Benchmark design in this area has increasingly foregrounded long-range retrieval and reasoning difficulty. LongVideoBench defines referring reasoning over interleaved frames and subtitles up to an hour long and reports that performance improves only when models can process more frames (Wu et al., 2024). LongVQUBench further shows hierarchical degradation from local event quality understanding to global quality understanding in long-term perceptual reasoning (Nema et al., 1 Jul 2026). Against this backdrop, LongVideo-R1 can be read as a navigation-centric response: instead of only increasing frame budgets or compressing token streams, it learns when and where to look.
This suggests that LongVideo-R1 occupies a specific branch of the long-video literature: agentic hierarchical navigation under explicit compute constraints. Its closest conceptual relatives are systems that make retrieval, zoom, or routing decisions contingent on the question, but its distinctive contribution is to train the decision process itself with verified chain-of-thought-with-tool trajectories and RL.
7. Limitations, failure modes, and prospective directions
The paper identifies several limitations. LongVideo-R1 is less dominant on questions whose answers depend on broad global context, where uniform sampling can be advantageous. Reported failure modes include distraction by visually similar but irrelevant clips, although simple human hints can steer the model back on track (Qiu et al., 24 Feb 2026).

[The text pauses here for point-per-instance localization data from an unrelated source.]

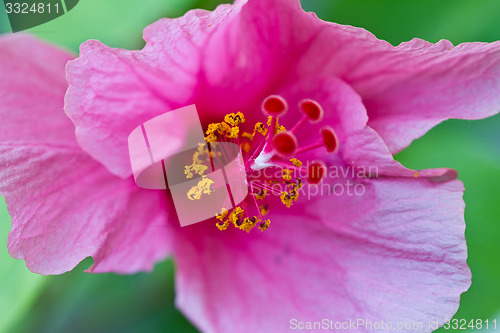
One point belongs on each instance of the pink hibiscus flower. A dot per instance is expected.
(396, 254)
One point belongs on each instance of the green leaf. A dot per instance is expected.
(470, 147)
(117, 23)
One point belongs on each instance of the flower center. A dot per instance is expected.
(270, 161)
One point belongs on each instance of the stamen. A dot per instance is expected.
(274, 106)
(285, 144)
(329, 140)
(316, 172)
(312, 111)
(270, 145)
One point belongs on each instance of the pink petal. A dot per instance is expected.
(36, 88)
(409, 89)
(397, 254)
(366, 150)
(64, 205)
(113, 91)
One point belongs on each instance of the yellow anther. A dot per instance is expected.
(235, 216)
(233, 133)
(259, 127)
(224, 128)
(248, 224)
(278, 128)
(261, 195)
(204, 186)
(263, 226)
(247, 135)
(234, 119)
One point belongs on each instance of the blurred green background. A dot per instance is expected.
(80, 302)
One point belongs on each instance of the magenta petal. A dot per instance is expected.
(396, 254)
(64, 205)
(366, 150)
(32, 87)
(113, 91)
(418, 84)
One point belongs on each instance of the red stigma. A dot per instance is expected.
(312, 110)
(274, 105)
(285, 143)
(330, 139)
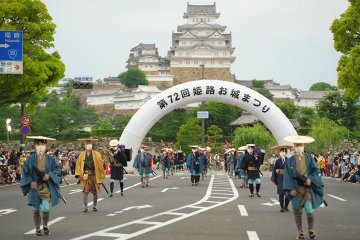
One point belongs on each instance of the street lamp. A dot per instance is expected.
(8, 130)
(202, 109)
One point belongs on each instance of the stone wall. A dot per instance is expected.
(182, 75)
(162, 85)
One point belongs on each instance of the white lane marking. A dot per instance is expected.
(91, 203)
(333, 196)
(177, 217)
(7, 211)
(49, 224)
(137, 207)
(71, 184)
(73, 191)
(243, 211)
(252, 235)
(137, 184)
(166, 189)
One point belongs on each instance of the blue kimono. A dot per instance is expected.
(290, 183)
(52, 168)
(145, 164)
(196, 165)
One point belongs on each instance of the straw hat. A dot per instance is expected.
(88, 139)
(242, 148)
(114, 143)
(41, 138)
(299, 139)
(278, 147)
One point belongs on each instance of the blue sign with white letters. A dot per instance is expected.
(11, 52)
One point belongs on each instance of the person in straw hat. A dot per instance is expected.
(277, 176)
(118, 161)
(241, 173)
(41, 176)
(90, 172)
(251, 165)
(302, 184)
(142, 163)
(195, 165)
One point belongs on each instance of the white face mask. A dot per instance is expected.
(299, 149)
(88, 147)
(40, 149)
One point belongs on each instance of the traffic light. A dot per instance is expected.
(82, 85)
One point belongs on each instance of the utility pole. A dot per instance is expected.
(202, 109)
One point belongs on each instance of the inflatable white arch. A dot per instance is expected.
(200, 91)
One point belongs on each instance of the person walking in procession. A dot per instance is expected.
(251, 165)
(142, 163)
(195, 165)
(118, 161)
(278, 176)
(303, 184)
(89, 172)
(40, 180)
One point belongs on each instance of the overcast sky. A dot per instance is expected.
(288, 41)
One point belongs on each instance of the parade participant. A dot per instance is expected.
(303, 184)
(195, 165)
(40, 180)
(89, 172)
(166, 163)
(251, 165)
(118, 161)
(230, 161)
(241, 174)
(142, 163)
(278, 175)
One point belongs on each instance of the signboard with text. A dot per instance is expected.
(11, 52)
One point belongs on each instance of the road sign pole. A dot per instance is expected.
(22, 137)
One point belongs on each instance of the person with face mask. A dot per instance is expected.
(251, 165)
(143, 164)
(195, 165)
(278, 176)
(302, 184)
(118, 161)
(89, 172)
(40, 180)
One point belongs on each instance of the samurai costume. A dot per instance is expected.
(47, 192)
(117, 165)
(278, 178)
(90, 173)
(298, 169)
(142, 163)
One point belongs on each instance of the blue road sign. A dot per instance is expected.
(11, 52)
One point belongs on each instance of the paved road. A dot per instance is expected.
(173, 209)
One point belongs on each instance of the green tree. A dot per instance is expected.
(188, 134)
(103, 123)
(121, 122)
(307, 116)
(338, 108)
(41, 68)
(327, 134)
(347, 41)
(257, 134)
(322, 86)
(222, 114)
(133, 77)
(288, 108)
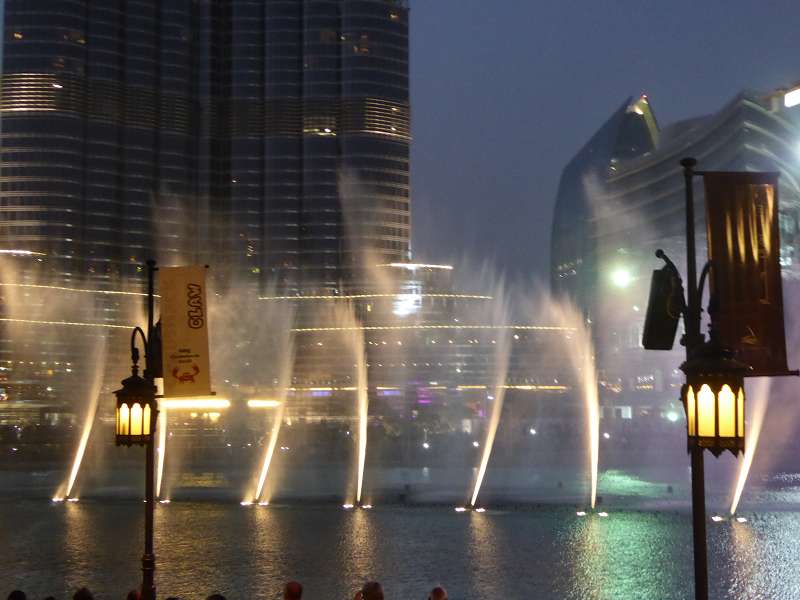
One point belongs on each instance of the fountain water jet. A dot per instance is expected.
(502, 351)
(582, 363)
(161, 450)
(759, 410)
(362, 398)
(273, 440)
(66, 488)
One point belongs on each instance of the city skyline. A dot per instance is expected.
(519, 88)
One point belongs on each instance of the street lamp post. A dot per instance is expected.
(693, 340)
(136, 415)
(713, 395)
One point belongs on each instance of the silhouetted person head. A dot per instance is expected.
(293, 591)
(438, 593)
(372, 591)
(83, 594)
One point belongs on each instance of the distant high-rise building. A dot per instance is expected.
(268, 138)
(622, 197)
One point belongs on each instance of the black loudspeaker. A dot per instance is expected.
(663, 310)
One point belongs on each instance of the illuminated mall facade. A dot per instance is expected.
(269, 140)
(622, 197)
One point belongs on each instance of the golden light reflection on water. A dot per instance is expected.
(485, 541)
(622, 558)
(360, 543)
(78, 535)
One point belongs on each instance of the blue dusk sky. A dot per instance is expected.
(505, 92)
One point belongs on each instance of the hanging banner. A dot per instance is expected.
(744, 249)
(184, 331)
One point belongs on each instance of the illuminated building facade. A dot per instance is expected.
(270, 138)
(622, 197)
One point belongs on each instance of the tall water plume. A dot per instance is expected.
(502, 349)
(251, 358)
(757, 401)
(565, 314)
(281, 396)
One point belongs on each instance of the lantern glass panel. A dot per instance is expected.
(706, 426)
(124, 420)
(727, 412)
(740, 412)
(146, 425)
(136, 419)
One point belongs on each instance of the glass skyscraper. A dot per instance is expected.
(267, 138)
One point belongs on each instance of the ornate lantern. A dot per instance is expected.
(713, 397)
(136, 410)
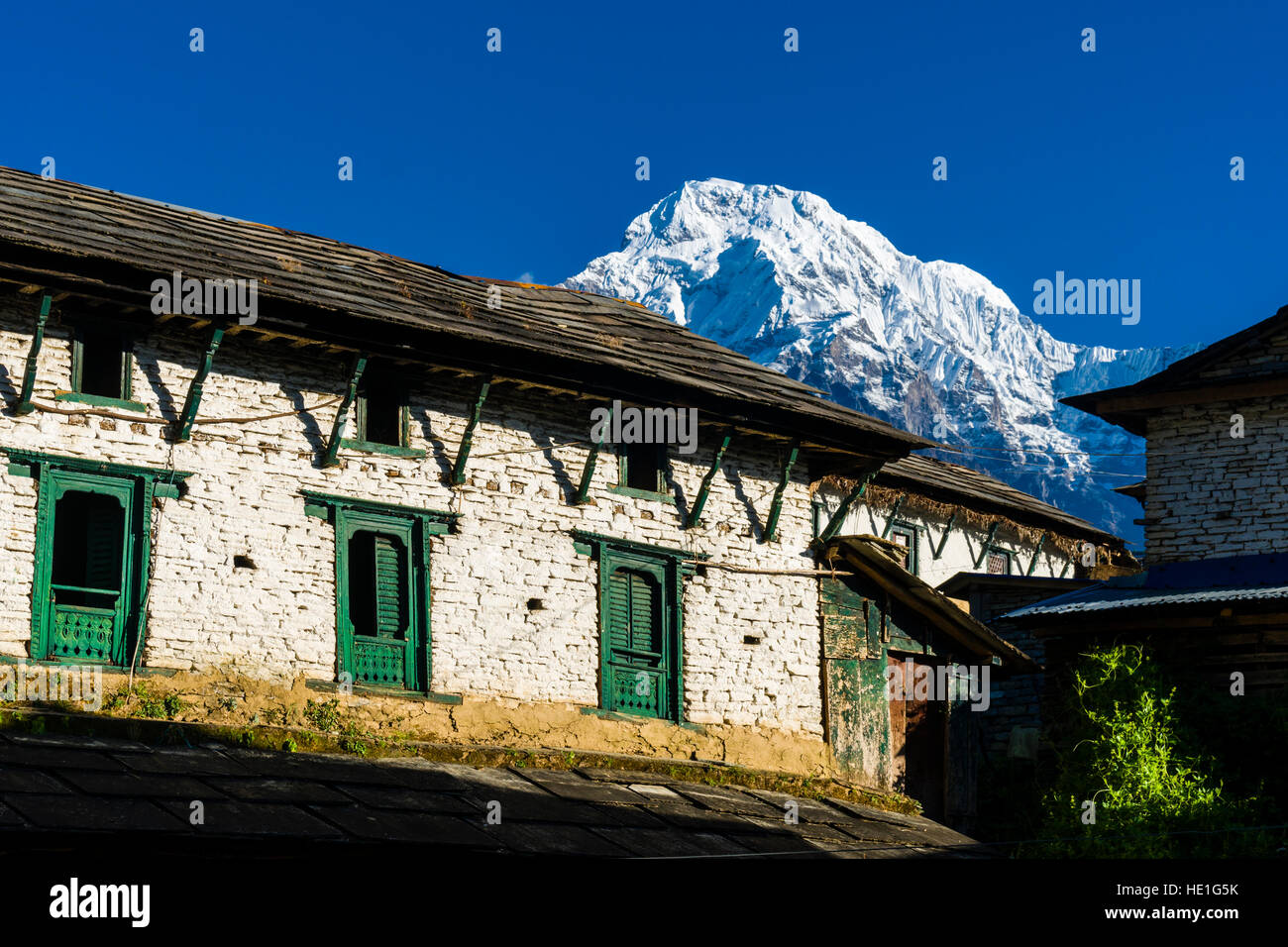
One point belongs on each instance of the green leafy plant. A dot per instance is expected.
(1122, 748)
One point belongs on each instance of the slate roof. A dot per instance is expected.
(85, 239)
(956, 483)
(867, 554)
(1202, 581)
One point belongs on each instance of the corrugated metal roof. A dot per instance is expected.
(874, 558)
(1229, 579)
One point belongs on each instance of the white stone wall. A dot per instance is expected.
(513, 544)
(961, 548)
(1210, 493)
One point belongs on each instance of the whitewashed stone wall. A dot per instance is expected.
(513, 544)
(1210, 493)
(961, 549)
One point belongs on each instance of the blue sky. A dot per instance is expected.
(1113, 163)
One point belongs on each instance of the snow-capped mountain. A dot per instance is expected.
(934, 348)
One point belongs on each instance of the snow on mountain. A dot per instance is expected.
(934, 348)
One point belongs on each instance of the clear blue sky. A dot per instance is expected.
(1113, 163)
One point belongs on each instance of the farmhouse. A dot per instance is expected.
(389, 487)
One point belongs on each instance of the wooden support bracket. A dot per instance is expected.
(1037, 552)
(192, 402)
(463, 454)
(894, 513)
(776, 508)
(588, 474)
(704, 489)
(342, 414)
(943, 540)
(983, 549)
(29, 375)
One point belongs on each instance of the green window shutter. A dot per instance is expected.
(634, 618)
(618, 618)
(645, 617)
(103, 547)
(390, 589)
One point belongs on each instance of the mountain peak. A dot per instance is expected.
(934, 348)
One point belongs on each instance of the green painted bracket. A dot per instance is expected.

Future directions proposed for the framework include expanding the toolset, for example with instance recognition, exploring multi-question amortized inference, and co-training video description tools alongside the reasoning agent. These directions follow directly from the agentic design: once long-video understanding is formulated as controlled tool use over a hierarchy, improvements can come either from better policies, better tools, or tighter joint optimization between them.
In that sense, LongVideo-R1 is not only a single model but also a problem formulation. It recasts long-video understanding as sequential decision-making over a hierarchical visual context, with answer accuracy and compute budget treated as co-equal constraints.